While it changes regularly, Cooper said about 80% of the phosphorus is sediment-bound, traveling from the Coeur d’Alene River, St. Joe River, and — to a lesser degree — the lake tributaries. He noted that there are strongly seasonal and geographical factors that influence phosphorus deposits, making short studies less reflective of possible trends.

“If 80% of it is particulate bound, then we really want to know a lot more about the composition of that particulate bound traction because that is going to have a tremendous impact on whether the phosphorus that is coming to the lake is actually bioavailable and contributing to production or not,” Michael Brett said.

Chess said a significant hole in the current data is that the potential bioavailability of phosphorus in the lake is unknown.

“We don’t have an estimate of how much of that phosphorus is really getting settled, at what rate it is settling in the lake, how it’s being moved from the rivers through the lake, and really what the fate of that phosphorus is,” Chess said.

The Coeur d’Alene Tribe has tried to collect long-term data on phosphorus trends, Chess said, but has been inhibited by the mass of resources and money extensive studies require.

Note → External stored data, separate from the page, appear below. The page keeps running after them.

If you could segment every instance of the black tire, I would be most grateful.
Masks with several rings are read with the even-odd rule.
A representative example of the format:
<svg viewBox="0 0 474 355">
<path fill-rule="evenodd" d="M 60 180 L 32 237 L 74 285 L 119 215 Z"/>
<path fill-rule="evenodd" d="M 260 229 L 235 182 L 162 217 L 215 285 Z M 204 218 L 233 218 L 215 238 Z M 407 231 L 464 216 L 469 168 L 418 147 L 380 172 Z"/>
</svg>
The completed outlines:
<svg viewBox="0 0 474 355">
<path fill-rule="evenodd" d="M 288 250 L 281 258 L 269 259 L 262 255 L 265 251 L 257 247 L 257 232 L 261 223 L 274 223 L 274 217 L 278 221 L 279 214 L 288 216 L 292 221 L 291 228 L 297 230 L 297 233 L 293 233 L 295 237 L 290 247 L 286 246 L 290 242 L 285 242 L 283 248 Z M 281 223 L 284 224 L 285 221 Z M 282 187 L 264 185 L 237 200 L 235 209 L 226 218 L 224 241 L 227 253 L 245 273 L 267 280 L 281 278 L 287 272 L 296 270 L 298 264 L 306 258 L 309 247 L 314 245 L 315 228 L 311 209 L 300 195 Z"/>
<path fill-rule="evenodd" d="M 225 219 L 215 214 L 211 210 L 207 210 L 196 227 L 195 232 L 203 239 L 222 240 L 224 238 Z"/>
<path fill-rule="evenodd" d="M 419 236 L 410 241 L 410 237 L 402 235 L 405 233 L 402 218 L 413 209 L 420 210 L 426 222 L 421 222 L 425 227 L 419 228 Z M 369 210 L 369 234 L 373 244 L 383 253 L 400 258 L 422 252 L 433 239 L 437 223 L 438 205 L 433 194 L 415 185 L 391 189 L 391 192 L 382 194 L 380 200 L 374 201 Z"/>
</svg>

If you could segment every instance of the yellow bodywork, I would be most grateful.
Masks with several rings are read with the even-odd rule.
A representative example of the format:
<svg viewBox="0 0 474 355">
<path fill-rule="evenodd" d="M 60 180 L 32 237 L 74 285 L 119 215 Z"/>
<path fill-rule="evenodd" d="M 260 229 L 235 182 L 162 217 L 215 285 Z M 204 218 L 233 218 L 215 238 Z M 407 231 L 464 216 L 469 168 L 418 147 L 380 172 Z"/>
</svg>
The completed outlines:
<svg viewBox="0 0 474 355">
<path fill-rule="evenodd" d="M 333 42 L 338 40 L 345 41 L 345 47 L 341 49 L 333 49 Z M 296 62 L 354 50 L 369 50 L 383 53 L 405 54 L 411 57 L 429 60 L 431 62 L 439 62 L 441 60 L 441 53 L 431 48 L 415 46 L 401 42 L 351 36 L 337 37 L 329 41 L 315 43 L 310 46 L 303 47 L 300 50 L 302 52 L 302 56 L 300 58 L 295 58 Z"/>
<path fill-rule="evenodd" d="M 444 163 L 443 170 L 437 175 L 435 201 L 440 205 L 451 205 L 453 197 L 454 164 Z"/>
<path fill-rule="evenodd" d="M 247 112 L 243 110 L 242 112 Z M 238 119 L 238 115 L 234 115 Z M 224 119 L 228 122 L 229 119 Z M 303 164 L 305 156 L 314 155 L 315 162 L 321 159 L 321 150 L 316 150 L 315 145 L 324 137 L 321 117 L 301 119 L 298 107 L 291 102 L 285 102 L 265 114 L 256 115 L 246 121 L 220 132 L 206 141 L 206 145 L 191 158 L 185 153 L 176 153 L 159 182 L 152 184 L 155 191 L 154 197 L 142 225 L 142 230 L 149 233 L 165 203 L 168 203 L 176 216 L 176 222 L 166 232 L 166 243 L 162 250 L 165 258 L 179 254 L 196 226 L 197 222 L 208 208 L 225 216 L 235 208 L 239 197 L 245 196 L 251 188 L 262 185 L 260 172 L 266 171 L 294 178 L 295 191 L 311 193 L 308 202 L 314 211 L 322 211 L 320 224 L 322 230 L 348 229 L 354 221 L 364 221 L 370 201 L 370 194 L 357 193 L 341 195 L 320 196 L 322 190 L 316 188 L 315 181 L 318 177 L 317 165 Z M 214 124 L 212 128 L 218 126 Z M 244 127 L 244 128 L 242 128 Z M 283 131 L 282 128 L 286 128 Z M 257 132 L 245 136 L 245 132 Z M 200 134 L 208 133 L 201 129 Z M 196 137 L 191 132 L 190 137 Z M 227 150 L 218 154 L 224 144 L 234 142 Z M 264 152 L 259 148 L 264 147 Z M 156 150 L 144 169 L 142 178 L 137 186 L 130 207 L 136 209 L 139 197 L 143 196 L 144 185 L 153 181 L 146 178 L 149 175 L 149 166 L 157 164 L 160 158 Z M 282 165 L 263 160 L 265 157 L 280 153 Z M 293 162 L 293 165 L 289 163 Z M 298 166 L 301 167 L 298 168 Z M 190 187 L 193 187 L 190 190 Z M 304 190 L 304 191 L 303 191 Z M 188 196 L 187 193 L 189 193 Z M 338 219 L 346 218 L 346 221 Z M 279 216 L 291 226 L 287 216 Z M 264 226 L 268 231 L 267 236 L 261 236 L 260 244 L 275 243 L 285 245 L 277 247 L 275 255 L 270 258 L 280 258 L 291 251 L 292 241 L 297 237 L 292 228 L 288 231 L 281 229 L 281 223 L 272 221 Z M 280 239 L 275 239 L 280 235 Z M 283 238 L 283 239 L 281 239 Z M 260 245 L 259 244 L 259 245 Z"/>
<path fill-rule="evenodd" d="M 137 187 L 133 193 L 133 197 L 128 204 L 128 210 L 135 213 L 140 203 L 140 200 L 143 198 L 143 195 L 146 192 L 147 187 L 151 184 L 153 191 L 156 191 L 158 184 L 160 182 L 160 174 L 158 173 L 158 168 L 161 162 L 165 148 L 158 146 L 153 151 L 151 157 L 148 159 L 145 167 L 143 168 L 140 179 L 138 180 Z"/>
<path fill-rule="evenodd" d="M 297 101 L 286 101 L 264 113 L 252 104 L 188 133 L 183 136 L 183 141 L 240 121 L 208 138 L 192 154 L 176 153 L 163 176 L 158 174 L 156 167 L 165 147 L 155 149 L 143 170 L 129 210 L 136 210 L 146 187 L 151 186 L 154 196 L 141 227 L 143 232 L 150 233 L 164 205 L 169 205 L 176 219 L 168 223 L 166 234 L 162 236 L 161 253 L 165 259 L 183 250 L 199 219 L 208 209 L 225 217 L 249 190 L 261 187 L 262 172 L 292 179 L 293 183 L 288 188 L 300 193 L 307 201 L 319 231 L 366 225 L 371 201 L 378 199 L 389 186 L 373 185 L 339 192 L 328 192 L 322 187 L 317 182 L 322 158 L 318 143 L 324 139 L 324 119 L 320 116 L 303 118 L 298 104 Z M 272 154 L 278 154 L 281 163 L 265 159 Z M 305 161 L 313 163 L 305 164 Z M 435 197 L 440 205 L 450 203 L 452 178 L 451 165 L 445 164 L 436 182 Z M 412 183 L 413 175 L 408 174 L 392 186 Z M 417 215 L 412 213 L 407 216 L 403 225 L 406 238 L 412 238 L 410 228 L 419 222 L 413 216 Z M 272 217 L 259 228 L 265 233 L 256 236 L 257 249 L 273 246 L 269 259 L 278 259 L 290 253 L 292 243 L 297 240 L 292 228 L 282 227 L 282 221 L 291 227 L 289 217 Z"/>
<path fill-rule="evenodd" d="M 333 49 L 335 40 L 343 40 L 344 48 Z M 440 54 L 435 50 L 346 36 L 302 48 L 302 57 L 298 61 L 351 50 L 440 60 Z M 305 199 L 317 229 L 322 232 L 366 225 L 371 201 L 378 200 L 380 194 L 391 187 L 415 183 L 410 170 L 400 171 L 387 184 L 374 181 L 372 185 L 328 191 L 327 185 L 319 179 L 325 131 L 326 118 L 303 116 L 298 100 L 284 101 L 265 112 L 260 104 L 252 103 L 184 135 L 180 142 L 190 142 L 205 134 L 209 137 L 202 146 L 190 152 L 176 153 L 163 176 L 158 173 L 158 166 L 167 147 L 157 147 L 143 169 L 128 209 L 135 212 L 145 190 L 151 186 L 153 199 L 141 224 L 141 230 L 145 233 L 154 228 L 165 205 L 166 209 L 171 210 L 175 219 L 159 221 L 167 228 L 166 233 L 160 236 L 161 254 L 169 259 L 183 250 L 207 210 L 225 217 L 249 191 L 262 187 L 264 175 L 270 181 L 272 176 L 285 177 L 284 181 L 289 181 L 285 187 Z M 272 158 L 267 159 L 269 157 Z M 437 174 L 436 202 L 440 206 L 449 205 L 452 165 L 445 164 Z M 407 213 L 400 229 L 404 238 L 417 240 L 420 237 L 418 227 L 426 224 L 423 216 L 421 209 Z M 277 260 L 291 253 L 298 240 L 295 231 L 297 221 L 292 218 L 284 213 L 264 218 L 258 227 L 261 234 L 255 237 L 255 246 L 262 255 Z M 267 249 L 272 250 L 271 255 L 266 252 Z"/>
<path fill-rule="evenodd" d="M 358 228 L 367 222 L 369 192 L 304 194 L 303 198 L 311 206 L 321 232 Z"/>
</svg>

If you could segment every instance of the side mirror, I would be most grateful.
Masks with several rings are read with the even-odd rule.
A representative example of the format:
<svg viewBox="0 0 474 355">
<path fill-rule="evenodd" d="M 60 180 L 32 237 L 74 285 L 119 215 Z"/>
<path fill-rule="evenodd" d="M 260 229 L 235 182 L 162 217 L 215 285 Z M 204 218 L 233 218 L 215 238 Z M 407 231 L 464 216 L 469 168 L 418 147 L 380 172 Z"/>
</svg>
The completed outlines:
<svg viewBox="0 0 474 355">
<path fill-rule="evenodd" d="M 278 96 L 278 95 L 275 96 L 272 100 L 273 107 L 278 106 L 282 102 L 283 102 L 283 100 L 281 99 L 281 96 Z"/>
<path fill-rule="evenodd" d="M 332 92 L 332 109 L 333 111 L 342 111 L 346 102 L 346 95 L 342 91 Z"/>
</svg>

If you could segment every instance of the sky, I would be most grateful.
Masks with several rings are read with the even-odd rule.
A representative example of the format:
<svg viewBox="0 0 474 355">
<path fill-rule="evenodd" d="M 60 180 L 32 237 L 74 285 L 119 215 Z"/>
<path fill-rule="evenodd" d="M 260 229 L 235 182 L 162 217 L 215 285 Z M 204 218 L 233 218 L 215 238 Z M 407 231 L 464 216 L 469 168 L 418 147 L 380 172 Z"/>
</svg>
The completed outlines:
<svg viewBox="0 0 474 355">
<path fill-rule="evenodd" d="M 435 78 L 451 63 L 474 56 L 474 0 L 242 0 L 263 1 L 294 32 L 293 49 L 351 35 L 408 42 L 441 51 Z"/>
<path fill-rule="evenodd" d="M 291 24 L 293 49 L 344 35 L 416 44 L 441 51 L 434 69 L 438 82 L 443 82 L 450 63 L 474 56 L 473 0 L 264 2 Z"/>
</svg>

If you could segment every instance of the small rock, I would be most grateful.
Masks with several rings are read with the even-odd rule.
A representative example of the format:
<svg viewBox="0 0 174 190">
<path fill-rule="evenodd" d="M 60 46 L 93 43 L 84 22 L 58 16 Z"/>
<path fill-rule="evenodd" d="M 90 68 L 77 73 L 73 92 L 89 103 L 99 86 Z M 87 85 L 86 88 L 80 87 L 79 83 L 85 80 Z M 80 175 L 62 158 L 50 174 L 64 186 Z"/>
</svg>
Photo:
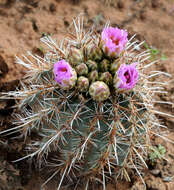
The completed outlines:
<svg viewBox="0 0 174 190">
<path fill-rule="evenodd" d="M 160 170 L 158 170 L 158 169 L 153 169 L 153 170 L 151 170 L 150 172 L 151 172 L 151 174 L 153 174 L 154 176 L 159 176 L 159 175 L 160 175 Z"/>
</svg>

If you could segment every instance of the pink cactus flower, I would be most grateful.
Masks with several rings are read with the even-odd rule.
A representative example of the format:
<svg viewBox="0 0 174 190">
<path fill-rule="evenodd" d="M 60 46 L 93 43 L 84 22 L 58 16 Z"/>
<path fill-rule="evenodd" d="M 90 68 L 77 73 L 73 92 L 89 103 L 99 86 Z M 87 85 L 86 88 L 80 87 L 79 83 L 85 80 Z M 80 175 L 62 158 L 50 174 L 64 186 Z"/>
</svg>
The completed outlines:
<svg viewBox="0 0 174 190">
<path fill-rule="evenodd" d="M 60 60 L 54 64 L 55 81 L 64 89 L 71 88 L 75 85 L 77 74 L 69 63 Z"/>
<path fill-rule="evenodd" d="M 119 28 L 104 28 L 101 34 L 103 41 L 103 50 L 110 56 L 119 56 L 125 49 L 128 33 Z"/>
<path fill-rule="evenodd" d="M 119 82 L 117 88 L 130 90 L 138 82 L 138 71 L 136 69 L 137 63 L 130 65 L 122 64 L 117 71 L 117 78 Z"/>
</svg>

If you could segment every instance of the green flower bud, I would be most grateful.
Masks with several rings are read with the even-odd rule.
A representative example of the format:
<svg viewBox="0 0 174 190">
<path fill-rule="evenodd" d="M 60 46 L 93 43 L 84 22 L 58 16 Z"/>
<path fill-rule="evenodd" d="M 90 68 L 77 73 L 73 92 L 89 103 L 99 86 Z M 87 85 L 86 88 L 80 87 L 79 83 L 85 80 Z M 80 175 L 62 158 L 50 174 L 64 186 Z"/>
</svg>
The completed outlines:
<svg viewBox="0 0 174 190">
<path fill-rule="evenodd" d="M 101 74 L 99 80 L 105 82 L 107 85 L 112 84 L 112 75 L 109 72 L 104 72 Z"/>
<path fill-rule="evenodd" d="M 76 66 L 76 72 L 78 75 L 87 75 L 88 74 L 88 67 L 85 63 L 81 63 Z"/>
<path fill-rule="evenodd" d="M 107 59 L 103 59 L 103 61 L 100 62 L 100 69 L 102 72 L 109 70 L 109 61 Z"/>
<path fill-rule="evenodd" d="M 83 52 L 81 49 L 72 48 L 69 55 L 69 62 L 75 66 L 80 62 L 83 62 Z"/>
<path fill-rule="evenodd" d="M 86 92 L 89 88 L 89 80 L 84 76 L 77 79 L 77 88 L 80 92 Z"/>
<path fill-rule="evenodd" d="M 110 71 L 115 74 L 117 70 L 119 69 L 121 63 L 118 60 L 115 60 L 113 63 L 111 63 Z"/>
<path fill-rule="evenodd" d="M 103 57 L 103 52 L 99 47 L 93 47 L 91 49 L 90 57 L 95 61 L 100 61 Z"/>
<path fill-rule="evenodd" d="M 88 78 L 90 82 L 98 80 L 98 71 L 97 70 L 91 71 L 88 75 Z"/>
<path fill-rule="evenodd" d="M 90 70 L 96 70 L 97 69 L 97 63 L 95 61 L 89 60 L 87 61 L 87 66 Z"/>
<path fill-rule="evenodd" d="M 105 84 L 104 82 L 96 81 L 90 85 L 89 94 L 93 100 L 96 100 L 97 102 L 102 102 L 109 98 L 110 90 L 107 84 Z"/>
</svg>

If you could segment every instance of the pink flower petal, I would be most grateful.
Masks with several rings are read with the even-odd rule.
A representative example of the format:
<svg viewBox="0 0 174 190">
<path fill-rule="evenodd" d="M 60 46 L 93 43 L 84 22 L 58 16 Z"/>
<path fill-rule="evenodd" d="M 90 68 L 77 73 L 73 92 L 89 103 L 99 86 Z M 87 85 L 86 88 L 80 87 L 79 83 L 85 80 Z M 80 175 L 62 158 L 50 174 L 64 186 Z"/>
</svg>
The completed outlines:
<svg viewBox="0 0 174 190">
<path fill-rule="evenodd" d="M 117 71 L 117 77 L 119 78 L 119 86 L 121 89 L 132 89 L 138 82 L 138 71 L 136 69 L 137 63 L 130 65 L 122 64 Z"/>
<path fill-rule="evenodd" d="M 66 82 L 71 79 L 72 67 L 65 60 L 60 60 L 54 64 L 55 81 L 61 86 L 65 86 Z"/>
<path fill-rule="evenodd" d="M 104 43 L 104 51 L 109 51 L 109 55 L 119 55 L 128 41 L 127 32 L 119 28 L 107 27 L 102 31 L 101 37 Z"/>
</svg>

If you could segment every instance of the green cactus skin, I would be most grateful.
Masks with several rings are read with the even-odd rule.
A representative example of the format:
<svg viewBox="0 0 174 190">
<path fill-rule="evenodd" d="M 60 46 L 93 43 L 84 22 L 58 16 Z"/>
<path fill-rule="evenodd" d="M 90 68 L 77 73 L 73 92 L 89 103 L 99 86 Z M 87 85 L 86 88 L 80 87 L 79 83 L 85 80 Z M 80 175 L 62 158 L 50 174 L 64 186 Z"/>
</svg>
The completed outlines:
<svg viewBox="0 0 174 190">
<path fill-rule="evenodd" d="M 51 46 L 51 52 L 45 54 L 44 61 L 31 54 L 32 63 L 30 59 L 23 61 L 17 58 L 18 63 L 28 69 L 28 74 L 21 83 L 21 89 L 8 92 L 5 97 L 17 100 L 21 114 L 17 115 L 17 126 L 0 134 L 20 131 L 27 138 L 31 131 L 37 132 L 40 138 L 28 145 L 27 152 L 31 151 L 30 154 L 18 161 L 35 157 L 38 161 L 35 164 L 44 167 L 49 158 L 49 166 L 55 171 L 49 180 L 56 174 L 60 176 L 58 190 L 65 178 L 70 183 L 84 183 L 82 189 L 87 189 L 91 181 L 101 181 L 104 190 L 107 181 L 116 176 L 130 180 L 130 170 L 136 171 L 142 179 L 143 168 L 147 167 L 151 137 L 160 136 L 161 125 L 154 113 L 165 115 L 153 107 L 154 93 L 157 91 L 154 89 L 162 88 L 163 83 L 151 81 L 151 75 L 145 73 L 145 69 L 153 63 L 148 60 L 147 51 L 134 51 L 133 38 L 129 39 L 119 60 L 121 63 L 130 60 L 139 62 L 137 85 L 123 93 L 112 87 L 109 90 L 102 81 L 95 82 L 98 80 L 98 70 L 93 70 L 88 61 L 96 63 L 98 68 L 102 60 L 107 59 L 103 57 L 101 48 L 97 47 L 97 44 L 101 44 L 100 38 L 92 31 L 85 33 L 81 18 L 74 24 L 77 39 L 70 39 L 69 44 L 61 43 L 55 47 L 55 42 L 52 43 L 49 36 L 41 39 Z M 136 44 L 136 47 L 140 45 Z M 72 50 L 72 46 L 76 47 Z M 92 57 L 90 53 L 83 54 L 86 48 L 95 50 Z M 84 57 L 87 60 L 84 61 Z M 74 68 L 88 62 L 86 65 L 92 71 L 89 76 L 78 78 L 77 88 L 61 89 L 53 76 L 53 64 L 60 59 L 66 59 Z M 110 72 L 105 70 L 99 71 L 101 77 L 105 72 Z M 110 75 L 112 80 L 116 80 L 113 71 L 115 69 Z M 155 71 L 155 74 L 161 73 L 164 72 Z M 97 92 L 100 84 L 105 89 L 104 95 Z"/>
</svg>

The other agencies with projects throughout the basin have also shared that burden, said Lauren Zinsser from USGS and Ed Moreen from EPA.

“It’s largely dependent on budget, and we’ve actually had to scale back on the frequency of sampling in our basinwide monitoring program because it is such a beast, and we have so many moving parts on this cleanup site,” Moreen said. “I agree it would always be great to have more data, but as you know, as scientists, we always have to use the budget and make the hard decisions so that we can push forward with our programs.”

Information about the committee is available at under “The Future of Water Quality in Coeur d’Alene Lake.”